Cantam juntas como quem fala da vida. Sai-lhe com naturalidade. Entre Zélia Duncan e Simone, a cumplicidade é quase palpável e o tom, mais acima ou mais abaixo, é sempre o certo. Numa hora, a conversa percorreu os caminhos da amizade, da carreira, da tecnologia e da descriminação no Brasil. Aqui, o tom subiu e ficou mais intenso. Como elas.

Hoje, 4 de outubro, Zélia Duncan e Simone sobem ao palco do Salão Preto e Prata do Casino Estoril. A 6, atuam na Casa da Música, no Porto, e no dia 7 estão no Coliseu dos Recreios, em Lisboa.

Zélia Duncan (à esquerda) e Simone (à direita) durante a entrevista ao Delas.pt no Hotel Estoril Palácio (fotografia: João Viegas Guerreiro)

A vossa parceria musical nasce em 2005. Já lá vão 12 anos de amizade. O que mais admiram uma na outra?

Simone: O posicionamento dela perante a vida, a dignidade, honra, caráter. Se assim não fosse, para quê chegar perto? Todos os dias temos de limpar os lixos que o mundo nos traz, é um trabalho constante, por isso temos de ter junto de nós pessoas que também tenham aquela vassourinha especial para limparmos juntos.
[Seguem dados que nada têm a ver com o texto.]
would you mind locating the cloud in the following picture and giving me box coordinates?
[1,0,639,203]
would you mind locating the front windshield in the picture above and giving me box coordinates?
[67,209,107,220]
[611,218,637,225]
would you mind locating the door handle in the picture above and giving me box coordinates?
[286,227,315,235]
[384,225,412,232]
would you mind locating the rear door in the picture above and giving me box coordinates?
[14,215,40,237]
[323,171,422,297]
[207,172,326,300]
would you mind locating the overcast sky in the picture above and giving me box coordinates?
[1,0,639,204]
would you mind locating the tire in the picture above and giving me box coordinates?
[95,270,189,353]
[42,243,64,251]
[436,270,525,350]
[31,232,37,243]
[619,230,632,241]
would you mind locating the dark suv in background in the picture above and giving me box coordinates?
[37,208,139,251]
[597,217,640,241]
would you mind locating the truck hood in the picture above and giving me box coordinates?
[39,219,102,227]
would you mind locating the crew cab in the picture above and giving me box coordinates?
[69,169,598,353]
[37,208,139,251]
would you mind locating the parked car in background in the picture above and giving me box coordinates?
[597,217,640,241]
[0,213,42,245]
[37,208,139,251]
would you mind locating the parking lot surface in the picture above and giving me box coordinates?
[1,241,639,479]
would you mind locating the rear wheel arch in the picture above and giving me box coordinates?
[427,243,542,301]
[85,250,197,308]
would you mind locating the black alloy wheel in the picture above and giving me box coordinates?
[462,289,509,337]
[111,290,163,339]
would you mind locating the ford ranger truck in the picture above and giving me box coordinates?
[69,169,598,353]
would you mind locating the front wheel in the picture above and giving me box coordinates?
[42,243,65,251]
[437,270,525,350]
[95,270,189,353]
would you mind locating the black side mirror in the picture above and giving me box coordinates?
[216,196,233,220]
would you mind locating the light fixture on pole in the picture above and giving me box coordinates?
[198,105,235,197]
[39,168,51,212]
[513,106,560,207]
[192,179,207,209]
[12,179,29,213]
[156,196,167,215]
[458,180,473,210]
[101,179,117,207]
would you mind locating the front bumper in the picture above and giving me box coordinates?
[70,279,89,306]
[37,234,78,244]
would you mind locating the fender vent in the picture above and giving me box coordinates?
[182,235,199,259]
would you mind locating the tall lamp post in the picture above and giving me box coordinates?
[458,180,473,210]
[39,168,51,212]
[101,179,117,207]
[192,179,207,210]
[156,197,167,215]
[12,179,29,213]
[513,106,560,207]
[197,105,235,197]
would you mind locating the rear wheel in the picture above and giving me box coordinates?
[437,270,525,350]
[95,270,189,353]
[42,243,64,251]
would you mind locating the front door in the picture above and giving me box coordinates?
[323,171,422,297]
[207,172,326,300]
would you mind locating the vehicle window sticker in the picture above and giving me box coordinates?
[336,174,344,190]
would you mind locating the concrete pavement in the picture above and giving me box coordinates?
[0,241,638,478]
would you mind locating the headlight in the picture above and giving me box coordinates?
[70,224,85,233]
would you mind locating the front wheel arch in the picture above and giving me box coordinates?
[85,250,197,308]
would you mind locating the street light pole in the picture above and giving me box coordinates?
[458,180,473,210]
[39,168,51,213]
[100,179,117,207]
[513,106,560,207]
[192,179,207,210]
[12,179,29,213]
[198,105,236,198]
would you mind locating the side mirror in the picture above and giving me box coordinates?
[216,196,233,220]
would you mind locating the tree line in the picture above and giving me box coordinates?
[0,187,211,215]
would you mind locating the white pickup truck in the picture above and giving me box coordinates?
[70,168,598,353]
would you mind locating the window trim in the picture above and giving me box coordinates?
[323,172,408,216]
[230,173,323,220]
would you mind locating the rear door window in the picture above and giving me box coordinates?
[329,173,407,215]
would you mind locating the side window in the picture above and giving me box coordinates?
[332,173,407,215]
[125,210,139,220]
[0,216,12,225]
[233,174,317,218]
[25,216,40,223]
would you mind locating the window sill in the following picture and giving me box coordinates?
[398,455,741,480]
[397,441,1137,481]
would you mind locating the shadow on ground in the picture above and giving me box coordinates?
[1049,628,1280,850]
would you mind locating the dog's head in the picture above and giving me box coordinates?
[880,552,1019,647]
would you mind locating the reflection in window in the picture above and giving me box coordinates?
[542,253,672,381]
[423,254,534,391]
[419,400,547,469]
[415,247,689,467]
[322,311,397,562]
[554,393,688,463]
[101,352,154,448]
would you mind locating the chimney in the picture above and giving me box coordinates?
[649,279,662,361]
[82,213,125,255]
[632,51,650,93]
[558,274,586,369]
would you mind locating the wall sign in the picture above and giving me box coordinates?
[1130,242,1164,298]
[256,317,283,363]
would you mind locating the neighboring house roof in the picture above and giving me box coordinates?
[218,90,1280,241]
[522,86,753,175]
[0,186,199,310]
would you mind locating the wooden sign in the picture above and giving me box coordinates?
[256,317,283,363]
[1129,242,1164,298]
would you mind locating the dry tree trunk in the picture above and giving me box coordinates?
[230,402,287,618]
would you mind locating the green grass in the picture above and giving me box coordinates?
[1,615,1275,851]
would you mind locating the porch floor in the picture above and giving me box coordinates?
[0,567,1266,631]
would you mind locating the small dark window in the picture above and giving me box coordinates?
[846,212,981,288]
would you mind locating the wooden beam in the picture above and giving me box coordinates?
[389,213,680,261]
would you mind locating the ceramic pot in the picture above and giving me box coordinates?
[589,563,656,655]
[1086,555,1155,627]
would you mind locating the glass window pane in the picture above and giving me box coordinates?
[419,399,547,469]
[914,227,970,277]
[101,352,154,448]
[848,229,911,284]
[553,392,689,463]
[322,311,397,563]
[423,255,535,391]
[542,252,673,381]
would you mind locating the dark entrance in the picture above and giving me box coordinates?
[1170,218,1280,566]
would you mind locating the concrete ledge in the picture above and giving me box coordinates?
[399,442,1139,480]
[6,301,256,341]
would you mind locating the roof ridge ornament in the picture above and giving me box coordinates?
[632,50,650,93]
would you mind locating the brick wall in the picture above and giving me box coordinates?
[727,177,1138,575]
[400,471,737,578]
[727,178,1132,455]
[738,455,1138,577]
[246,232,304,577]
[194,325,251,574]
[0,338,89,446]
Zélia: A Simone, antes de mais, foi e é uma grande inspiração para mim. A aparição da Simone abalou os alicerces da música brasileira e os meus, de jovem cantora, lá em Brasília, que sonhava em viver da música. Você quer quando você vê. E a Simone é uma visão muito luminosa e poderosa no sentido mais bonito dessa palavra. Imagina o que foi para mim, aspirante a cantora, ter a Simone como um ídolo e poder cantar do lado dela. Foi não só um privilégio mas a confirmação de um caminho. Foi a vida dizendo: ‘sim, vai nessa.’ Na Simone, eu só encontro generosidade, amizade e confiança que é a coisa mais importante, inclusive para partilhar o palco.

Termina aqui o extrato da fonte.